Adapting the sample size planning of a phase III trial based on phase II data.

作者信息

Wang Sue-Jane, Hung H M James, O'Neill Robert T

机构信息

Office of Biostatistics, Office of Pharmacoepidemiology and Statistical Science, Center for Drug Evaluation and Research, US Food and Drug Administration, Silver Spring, MD 20993, USA.

出版信息

Pharm Stat. 2006 Apr-Jun;5(2):85-97. doi: 10.1002/pst.217.

DOI:10.1002/pst.217
PMID:17080765
Abstract

Traditionally, in clinical development plan, phase II trials are relatively small and can be expected to result in a large degree of uncertainty in the estimates based on which Phase III trials are planned. Phase II trials are also to explore appropriate primary efficacy endpoint(s) or patient populations. When the biology of the disease and pathogenesis of disease progression are well understood, the phase II and phase III studies may be performed in the same patient population with the same primary endpoint, e.g. efficacy measured by HbA1c in non-insulin dependent diabetes mellitus trials with treatment duration of at least three months.

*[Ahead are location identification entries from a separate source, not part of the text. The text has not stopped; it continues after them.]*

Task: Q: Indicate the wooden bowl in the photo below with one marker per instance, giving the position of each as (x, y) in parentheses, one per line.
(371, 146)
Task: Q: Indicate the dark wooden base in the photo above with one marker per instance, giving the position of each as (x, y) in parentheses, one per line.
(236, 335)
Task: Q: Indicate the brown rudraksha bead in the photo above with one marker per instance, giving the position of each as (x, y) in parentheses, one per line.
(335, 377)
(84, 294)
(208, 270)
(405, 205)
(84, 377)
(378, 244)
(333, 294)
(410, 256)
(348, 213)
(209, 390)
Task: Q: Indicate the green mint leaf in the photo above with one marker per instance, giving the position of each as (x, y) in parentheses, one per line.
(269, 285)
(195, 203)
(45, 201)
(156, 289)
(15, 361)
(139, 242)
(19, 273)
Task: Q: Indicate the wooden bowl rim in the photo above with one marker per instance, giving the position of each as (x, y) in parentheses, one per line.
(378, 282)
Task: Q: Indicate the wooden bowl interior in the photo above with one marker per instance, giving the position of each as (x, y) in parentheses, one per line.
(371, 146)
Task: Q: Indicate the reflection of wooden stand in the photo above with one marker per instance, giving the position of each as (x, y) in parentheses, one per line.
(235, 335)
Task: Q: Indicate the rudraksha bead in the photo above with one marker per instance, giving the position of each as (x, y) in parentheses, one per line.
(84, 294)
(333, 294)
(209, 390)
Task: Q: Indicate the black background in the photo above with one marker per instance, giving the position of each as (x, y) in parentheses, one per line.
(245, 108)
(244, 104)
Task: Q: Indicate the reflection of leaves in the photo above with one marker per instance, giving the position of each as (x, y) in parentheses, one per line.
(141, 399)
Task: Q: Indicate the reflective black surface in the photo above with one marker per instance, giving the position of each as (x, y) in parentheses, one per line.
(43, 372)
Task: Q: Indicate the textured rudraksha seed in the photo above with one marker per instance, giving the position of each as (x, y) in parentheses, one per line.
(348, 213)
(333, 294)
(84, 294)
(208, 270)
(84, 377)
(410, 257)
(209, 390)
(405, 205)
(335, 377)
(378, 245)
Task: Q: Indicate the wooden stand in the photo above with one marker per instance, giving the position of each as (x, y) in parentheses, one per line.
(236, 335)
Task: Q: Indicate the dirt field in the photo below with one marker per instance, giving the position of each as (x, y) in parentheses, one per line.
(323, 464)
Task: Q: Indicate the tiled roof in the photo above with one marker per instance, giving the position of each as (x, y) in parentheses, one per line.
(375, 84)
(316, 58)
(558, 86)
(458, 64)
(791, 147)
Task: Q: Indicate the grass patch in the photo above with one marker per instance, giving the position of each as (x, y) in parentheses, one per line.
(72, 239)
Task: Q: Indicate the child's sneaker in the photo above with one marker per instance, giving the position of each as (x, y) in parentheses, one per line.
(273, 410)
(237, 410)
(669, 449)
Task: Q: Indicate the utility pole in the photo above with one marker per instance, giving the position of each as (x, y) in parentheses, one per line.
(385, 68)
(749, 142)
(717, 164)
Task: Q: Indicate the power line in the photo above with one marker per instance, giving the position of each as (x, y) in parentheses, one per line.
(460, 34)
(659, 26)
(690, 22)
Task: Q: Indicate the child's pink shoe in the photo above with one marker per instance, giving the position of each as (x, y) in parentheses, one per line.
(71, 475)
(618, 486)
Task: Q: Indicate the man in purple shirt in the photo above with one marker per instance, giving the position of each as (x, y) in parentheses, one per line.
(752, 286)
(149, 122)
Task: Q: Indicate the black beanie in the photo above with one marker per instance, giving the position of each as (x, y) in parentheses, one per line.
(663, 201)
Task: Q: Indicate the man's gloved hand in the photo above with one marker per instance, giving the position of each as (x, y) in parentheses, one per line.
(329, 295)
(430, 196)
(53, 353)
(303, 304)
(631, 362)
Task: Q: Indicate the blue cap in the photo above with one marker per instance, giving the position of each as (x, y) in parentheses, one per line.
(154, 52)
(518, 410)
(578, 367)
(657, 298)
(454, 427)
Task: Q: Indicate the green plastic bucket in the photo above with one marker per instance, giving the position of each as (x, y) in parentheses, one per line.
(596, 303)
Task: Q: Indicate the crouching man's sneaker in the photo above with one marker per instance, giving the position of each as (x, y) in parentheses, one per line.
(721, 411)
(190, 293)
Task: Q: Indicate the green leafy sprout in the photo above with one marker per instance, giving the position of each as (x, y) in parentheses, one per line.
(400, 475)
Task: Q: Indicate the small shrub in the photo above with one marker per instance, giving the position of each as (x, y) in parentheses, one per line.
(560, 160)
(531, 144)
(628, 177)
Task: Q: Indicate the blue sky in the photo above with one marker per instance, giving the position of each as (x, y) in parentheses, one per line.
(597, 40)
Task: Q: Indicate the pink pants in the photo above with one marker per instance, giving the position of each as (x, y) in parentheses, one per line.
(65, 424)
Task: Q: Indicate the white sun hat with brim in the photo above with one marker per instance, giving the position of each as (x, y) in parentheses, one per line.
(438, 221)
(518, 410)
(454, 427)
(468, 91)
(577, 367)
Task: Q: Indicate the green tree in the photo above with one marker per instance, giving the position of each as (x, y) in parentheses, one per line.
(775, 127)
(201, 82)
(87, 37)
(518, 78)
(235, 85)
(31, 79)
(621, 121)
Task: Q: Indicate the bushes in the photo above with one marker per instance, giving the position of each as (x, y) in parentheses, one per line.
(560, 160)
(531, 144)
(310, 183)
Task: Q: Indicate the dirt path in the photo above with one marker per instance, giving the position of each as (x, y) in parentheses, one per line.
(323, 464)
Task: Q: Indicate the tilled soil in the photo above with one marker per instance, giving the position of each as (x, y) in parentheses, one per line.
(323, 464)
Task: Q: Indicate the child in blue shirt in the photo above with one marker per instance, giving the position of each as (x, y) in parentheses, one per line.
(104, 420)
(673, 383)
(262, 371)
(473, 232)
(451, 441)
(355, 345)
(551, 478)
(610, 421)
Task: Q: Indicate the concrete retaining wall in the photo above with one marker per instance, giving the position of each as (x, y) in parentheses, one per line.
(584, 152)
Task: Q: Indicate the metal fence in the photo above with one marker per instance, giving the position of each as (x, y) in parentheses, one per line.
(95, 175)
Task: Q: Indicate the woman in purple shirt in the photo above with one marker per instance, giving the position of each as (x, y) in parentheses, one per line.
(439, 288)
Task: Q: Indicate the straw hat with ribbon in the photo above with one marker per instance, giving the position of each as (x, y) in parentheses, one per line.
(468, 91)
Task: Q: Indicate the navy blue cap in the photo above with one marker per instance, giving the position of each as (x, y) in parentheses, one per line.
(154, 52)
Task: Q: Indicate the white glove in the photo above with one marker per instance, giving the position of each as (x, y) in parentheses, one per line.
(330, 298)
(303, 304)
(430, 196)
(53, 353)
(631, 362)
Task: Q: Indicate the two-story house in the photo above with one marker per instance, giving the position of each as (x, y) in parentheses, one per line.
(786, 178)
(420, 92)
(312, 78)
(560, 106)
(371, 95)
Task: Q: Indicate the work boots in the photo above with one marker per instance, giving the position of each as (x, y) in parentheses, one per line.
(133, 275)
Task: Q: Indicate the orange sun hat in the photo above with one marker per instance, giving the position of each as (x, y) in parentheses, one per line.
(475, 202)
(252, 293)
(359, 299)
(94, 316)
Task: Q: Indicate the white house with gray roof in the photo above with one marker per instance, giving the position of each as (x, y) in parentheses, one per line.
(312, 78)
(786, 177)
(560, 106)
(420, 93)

In the disease areas that molecular pathways are not well established or the clinical outcome endpoint may not be observed in a short-term study, e.g. mortality in cancer or AIDS trials, the treatment effect may be postulated through use of intermediate surrogate endpoint in phase II trials. However, in many cases, we generally explore the appropriate clinical endpoint in the phase II trials. An important question is how much of the effect observed in the surrogate endpoint in the phase II study can be translated into the clinical effect in the phase III trial. Another question is how much of the uncertainty remains in phase III trials. In this work, we study the utility of adaptation by design (not by statistical test) in the sense of adapting the phase II information for planning the phase III trials. That is, we investigate the impact of using various phase II effect size estimates on the sample size planning for phase III trials. In general, if the point estimate of the phase II trial is used for planning, it is advisable to size the phase III trial by choosing a smaller alpha level or a higher power level. The adaptation via using the lower limit of the one standard deviation confidence interval from the phase II trial appears to be a reasonable choice since it balances well between the empirical power of the launched trials and the proportion of trials not launched if a threshold lower than the true effect size of phase III trial can be chosen for determining whether the phase III trial is to be launched.

摘要

传统上,在临床开发计划中,II期试验规模相对较小,预计会导致基于其规划III期试验的估计存在很大程度的不确定性。II期试验还要探索合适的主要疗效终点或患者群体。当疾病生物学和疾病进展的发病机制被充分理解时,II期和III期研究可以在相同患者群体中以相同的主要终点进行,例如在治疗持续时间至少为三个月的非胰岛素依赖型糖尿病试验中通过糖化血红蛋白(HbA1c)测量疗效。在分子途径尚未明确建立或临床结局终点在短期研究中可能无法观察到的疾病领域,例如癌症或艾滋病试验中的死亡率,治疗效果可能通过在II期试验中使用中间替代终点来推断。然而,在许多情况下,我们通常在II期试验中探索合适的临床终点。一个重要问题是,在II期研究中替代终点观察到的效应有多少能够转化为III期试验中的临床效应。另一个问题是III期试验中还存在多少不确定性。在这项工作中,我们从为规划III期试验而采用II期信息的角度研究设计适应性(而非通过统计检验)的效用。也就是说,我们研究使用各种II期效应大小估计值对III期试验样本量规划的影响。一般来说,如果使用II期试验的点估计值进行规划,建议通过选择较小的α水平或较高的检验效能水平来确定III期试验的样本量。通过使用II期试验一个标准差置信区间的下限进行适应性调整似乎是一个合理的选择,因为如果可以选择一个低于III期试验真实效应大小的阈值来确定是否启动III期试验,那么它在已开展试验的经验检验效能和未开展试验的比例之间取得了很好的平衡。